# 1970 gto Judge needs 3 prong temp sending unit



## qpb (Oct 29, 2012)

I need a 3 prong temperature sending unit for a 1970 ram air 3, 400 eng. can't find one... Does anybody know where I can get one?:willy:


----------



## Rukee (Feb 8, 2007)

Checking through the NAPA Pro-Link site, they only used a single wire temp sensor for years. Are you sure it's the temp sensor wires your looking at? Can you post a picture of the plug?


----------



## 1970 Lemans (Jul 25, 2009)

You might want to give Performance Years a call (1-800-542-7278).

While they say that 70 uses a three-prong unit, they list a two-prong unit (Part # GME45) that would seem to be applicable for 70-72? You might want to get clarification/verification ... and find out what the third prong is for. This might work for you.

Rockauto also sells a two-prong for cars w/lights (not gauges).


----------



## tklaxs119 (Sep 29, 2012)

Yup I have one.
This is a picture of one.

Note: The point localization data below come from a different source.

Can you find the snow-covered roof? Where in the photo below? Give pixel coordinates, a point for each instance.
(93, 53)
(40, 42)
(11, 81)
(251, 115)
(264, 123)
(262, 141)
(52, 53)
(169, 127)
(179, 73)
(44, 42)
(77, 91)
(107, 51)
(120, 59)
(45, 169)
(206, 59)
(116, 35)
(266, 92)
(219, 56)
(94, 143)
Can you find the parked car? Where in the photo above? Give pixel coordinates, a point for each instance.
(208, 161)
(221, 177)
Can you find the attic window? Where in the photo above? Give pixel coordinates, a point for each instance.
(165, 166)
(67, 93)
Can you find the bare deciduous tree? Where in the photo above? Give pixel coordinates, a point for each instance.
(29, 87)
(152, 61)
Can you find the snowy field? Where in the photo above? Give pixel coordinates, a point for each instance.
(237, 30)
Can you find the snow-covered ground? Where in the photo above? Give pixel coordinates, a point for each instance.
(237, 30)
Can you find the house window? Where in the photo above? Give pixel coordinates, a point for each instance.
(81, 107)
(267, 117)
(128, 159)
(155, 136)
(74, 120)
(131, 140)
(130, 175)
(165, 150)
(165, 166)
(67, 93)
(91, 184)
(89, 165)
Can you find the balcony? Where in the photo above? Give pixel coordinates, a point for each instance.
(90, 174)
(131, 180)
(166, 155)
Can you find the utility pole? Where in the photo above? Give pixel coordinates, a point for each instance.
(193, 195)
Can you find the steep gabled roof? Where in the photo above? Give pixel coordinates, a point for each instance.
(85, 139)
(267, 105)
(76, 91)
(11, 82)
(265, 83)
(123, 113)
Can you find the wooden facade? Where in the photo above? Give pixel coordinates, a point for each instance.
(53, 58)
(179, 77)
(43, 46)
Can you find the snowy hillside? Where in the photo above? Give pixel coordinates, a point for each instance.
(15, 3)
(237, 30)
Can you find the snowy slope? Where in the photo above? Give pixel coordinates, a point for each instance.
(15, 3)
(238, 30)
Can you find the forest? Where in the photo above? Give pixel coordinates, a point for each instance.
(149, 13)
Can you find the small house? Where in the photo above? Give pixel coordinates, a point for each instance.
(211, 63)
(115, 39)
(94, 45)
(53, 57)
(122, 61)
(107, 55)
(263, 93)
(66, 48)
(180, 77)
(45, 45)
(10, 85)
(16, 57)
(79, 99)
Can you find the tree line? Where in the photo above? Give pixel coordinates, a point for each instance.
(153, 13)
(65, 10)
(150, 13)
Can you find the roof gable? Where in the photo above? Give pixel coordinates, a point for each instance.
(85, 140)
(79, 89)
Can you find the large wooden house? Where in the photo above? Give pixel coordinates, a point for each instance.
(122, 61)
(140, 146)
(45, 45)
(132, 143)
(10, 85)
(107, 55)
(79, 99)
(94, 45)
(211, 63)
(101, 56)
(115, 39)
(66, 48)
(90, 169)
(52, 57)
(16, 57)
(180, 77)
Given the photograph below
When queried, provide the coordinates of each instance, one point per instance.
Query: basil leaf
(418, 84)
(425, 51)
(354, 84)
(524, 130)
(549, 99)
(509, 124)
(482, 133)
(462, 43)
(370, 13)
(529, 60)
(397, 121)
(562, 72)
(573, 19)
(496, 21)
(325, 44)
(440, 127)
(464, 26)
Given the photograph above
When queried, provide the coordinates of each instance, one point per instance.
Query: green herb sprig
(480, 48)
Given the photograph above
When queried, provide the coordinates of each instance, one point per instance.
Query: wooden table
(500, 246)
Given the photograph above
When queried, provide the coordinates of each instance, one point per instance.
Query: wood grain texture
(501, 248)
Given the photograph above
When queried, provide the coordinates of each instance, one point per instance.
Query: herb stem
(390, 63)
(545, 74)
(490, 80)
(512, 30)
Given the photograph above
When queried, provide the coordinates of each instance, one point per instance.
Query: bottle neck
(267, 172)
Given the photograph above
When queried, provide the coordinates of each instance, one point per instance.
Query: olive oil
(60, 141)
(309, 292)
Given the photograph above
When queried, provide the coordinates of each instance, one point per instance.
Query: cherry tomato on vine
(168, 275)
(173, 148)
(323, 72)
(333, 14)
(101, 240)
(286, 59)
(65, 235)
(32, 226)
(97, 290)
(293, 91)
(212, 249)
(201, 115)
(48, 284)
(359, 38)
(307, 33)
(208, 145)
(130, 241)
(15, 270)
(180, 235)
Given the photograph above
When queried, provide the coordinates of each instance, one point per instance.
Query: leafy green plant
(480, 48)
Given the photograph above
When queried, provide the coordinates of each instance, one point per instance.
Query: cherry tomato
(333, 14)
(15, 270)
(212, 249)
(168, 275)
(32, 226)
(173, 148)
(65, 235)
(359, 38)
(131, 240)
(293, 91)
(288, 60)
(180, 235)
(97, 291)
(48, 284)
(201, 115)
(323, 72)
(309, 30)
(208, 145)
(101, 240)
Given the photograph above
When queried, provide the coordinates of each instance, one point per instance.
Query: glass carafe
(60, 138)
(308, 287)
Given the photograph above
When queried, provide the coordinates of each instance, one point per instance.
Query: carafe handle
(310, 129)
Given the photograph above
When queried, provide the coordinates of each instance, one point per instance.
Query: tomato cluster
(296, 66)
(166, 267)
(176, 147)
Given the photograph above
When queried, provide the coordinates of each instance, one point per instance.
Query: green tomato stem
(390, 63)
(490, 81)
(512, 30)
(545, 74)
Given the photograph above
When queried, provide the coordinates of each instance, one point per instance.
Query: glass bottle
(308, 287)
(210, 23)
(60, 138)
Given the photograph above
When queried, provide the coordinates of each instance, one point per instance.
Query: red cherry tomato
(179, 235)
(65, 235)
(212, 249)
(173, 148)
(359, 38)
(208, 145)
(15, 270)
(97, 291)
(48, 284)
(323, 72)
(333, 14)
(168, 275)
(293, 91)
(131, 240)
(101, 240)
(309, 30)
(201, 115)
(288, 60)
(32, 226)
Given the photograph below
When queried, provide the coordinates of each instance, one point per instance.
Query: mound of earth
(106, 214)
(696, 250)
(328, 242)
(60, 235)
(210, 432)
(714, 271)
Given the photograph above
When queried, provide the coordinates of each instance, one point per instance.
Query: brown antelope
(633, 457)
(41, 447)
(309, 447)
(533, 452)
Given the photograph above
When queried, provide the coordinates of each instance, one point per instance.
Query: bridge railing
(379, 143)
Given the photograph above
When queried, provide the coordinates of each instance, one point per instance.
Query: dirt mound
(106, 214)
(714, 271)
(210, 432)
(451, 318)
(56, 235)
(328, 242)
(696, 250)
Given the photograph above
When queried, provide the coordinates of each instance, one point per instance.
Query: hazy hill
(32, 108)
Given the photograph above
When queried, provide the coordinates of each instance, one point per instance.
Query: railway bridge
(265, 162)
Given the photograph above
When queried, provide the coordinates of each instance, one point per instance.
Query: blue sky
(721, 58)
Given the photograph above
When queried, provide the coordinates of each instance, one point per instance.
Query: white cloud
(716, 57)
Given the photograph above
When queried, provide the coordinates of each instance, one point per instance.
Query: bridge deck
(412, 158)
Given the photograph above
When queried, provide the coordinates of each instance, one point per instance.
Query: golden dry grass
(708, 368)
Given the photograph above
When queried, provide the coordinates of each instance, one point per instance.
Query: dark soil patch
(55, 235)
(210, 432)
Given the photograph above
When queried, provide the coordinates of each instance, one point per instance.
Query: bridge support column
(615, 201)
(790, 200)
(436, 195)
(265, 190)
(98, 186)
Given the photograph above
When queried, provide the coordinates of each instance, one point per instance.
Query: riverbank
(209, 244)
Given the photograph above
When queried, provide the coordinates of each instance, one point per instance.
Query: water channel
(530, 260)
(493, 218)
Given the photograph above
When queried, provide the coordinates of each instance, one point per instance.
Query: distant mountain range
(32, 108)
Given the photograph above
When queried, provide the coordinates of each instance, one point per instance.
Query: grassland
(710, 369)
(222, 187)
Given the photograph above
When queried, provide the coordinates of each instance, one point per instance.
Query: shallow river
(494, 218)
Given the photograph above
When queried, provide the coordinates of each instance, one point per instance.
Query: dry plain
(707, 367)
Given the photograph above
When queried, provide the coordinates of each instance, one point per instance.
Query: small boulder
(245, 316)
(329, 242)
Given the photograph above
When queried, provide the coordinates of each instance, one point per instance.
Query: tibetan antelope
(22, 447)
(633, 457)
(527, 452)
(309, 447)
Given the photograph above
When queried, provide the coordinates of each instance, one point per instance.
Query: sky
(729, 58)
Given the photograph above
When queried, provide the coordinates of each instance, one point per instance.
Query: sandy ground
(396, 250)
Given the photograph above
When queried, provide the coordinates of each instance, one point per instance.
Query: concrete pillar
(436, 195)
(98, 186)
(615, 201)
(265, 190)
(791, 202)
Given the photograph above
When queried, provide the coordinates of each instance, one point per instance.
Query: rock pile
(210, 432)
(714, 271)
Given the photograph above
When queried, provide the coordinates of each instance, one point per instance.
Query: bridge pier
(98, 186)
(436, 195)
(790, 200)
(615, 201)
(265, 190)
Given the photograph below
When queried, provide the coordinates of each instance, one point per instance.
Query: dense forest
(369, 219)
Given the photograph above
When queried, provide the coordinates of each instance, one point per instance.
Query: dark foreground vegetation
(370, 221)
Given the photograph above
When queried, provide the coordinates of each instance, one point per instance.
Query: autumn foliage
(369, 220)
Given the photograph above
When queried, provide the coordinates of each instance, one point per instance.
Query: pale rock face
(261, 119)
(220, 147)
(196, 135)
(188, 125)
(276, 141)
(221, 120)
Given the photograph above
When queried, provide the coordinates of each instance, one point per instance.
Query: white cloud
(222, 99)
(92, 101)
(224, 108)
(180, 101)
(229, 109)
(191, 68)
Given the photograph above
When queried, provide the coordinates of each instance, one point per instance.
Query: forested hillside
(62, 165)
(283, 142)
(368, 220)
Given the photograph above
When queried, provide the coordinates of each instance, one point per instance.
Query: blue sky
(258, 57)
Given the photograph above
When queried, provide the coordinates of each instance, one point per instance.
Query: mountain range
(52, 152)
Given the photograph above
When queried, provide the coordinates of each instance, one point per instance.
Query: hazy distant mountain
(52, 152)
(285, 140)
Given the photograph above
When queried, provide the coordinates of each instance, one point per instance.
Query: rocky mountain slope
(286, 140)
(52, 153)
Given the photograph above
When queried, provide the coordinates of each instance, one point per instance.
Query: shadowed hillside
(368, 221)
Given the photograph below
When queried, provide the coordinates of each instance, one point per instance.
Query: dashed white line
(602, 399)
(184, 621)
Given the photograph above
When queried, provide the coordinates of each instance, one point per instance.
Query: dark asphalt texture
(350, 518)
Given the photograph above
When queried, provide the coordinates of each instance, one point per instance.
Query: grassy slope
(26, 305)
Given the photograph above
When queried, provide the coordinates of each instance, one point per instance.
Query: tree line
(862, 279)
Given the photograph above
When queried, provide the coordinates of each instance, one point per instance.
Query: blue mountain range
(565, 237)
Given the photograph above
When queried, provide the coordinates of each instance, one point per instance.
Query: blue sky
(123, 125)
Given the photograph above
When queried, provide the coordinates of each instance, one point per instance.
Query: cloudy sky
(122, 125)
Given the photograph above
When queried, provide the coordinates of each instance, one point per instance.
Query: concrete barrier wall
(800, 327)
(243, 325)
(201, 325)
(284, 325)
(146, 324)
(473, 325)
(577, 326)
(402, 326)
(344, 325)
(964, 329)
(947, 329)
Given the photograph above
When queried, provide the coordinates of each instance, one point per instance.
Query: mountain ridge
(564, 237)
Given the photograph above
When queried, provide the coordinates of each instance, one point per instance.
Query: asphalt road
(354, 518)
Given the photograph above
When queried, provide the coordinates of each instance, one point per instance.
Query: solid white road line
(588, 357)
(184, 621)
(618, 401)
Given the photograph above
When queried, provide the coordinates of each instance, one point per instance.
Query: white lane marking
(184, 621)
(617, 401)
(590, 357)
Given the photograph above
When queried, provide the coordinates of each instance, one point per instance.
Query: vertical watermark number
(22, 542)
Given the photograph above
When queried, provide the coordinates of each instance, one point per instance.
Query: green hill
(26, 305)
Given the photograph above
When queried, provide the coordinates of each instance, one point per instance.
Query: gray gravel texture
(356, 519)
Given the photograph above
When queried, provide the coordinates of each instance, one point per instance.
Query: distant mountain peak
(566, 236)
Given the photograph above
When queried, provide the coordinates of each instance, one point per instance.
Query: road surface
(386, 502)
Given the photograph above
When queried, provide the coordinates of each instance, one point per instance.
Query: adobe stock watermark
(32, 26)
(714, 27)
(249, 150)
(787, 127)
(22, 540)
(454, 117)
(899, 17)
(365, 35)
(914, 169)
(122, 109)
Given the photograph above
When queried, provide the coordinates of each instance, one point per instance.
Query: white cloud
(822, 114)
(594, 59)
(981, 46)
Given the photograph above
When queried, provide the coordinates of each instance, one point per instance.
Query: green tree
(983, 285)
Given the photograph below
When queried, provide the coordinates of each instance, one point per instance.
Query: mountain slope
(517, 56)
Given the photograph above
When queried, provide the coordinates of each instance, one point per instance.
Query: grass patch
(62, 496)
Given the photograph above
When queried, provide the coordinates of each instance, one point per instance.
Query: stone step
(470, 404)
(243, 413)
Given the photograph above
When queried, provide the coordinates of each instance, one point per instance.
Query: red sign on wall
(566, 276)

Mines in my storage unit, perfect condition.
Let me know if you still need it.
Chuck


----------



## dragntail (Jun 13, 2013)

do you still have this unit in the picture? if so, i would like to get it from you. please let me know. thanks


----------



## 72pontiaclemans (Sep 10, 2021)

qpb said:


> I need a 3 prong temperature sending unit for a 1970 ram air 3, 400 eng. can't find one... Does anybody know where I can get one?:willy:


Anybody else that might have one of these 3 prong sensors I would greatly appreciate any help


----------